For students who need targeted literacy support over the summer, the District offers Rec & Read, a program designed for students in Grade 1 transitioning to Grade 2. As its name would suggest, one half of the day is spent on activities to boost literacy skills, the other half is spent participating in recreational activities with local community partners.

During the reading part of the program, students participate in small group learning stations that support different aspects of literacy development. At the story workshop station, they use loose parts (pipe cleaners, buttons, beads, and other items found in nature) to build a story. After their creation is complete, they practice their oral skills by telling a story that incorporates the piece they have created, then they the write out their story. Through the story workshop, students apply many different elements of the First Peoples Principles of Learning.

According to Christine Macer, Manager of Community School Teams, the recreation component for Rec & Read is supported through a grant provided by the United Way of BC. Programming is facilitated by community-based organizations that have the capacity and expertise to provide developmentally appropriate social recreational opportunities for students. The recreational activities students participate in include games in the gym and outdoors as well as trips to their local Vancouver Public Library branch. “The recreational programming balances out the literacy programming and supports areas like belonging, community connectedness and access to activities that students may not normally have access to,” says Macer.

This year, roughly 200 students participated in Rec & Read program at eight schools.

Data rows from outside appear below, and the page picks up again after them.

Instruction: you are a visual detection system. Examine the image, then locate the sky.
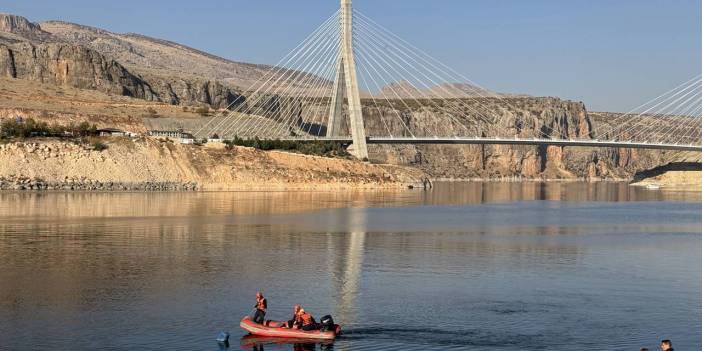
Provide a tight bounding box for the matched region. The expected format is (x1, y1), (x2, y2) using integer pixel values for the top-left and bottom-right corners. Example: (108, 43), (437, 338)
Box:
(3, 0), (702, 112)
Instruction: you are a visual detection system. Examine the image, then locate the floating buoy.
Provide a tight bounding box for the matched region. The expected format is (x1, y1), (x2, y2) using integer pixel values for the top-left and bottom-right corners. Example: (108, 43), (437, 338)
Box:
(216, 331), (230, 343)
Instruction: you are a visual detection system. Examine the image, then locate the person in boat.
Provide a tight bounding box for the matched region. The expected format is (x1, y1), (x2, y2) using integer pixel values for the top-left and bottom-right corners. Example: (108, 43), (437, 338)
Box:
(252, 291), (267, 324)
(295, 308), (318, 331)
(283, 304), (303, 329)
(660, 340), (674, 351)
(281, 304), (317, 330)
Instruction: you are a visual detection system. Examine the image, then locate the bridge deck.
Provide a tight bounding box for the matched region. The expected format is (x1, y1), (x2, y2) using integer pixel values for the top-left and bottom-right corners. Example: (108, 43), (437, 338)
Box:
(281, 137), (702, 152)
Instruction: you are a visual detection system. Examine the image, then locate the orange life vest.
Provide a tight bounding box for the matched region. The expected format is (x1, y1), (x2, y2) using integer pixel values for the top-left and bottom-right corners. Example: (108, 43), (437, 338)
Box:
(299, 312), (314, 326)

Rec & Read, which is referral based, helps students to gain literacy skills at a pivotal time, Grade 1 is the year where students are encouraged to begin reading independently.

“They don’t get this experience during the school year,” says Rec & Read principal, Stella Lee. She explains that younger students benefit not only from the program’s teachers, but also from student leaders who volunteer to facilitate reading stations and provide mentorship for their younger peers. The student leaders also gain invaluable leadership skills. “Younger children often benefit from learning from someone a little closer to their age. The relationship building and individualized support can be crucial to helping students learn,” says Lee. “When they are connected to someone they look up to, you see them really blossom.”

At the end of the program, students each receive a book chosen specifically for them by staff to add to their home libraries. This year, the program received a $500 grant from First Book Canada for the purchase of these books. With early and targeted intervention through Rec & Read, reluctant readers get a little nudge towards a lifelong love of literacy.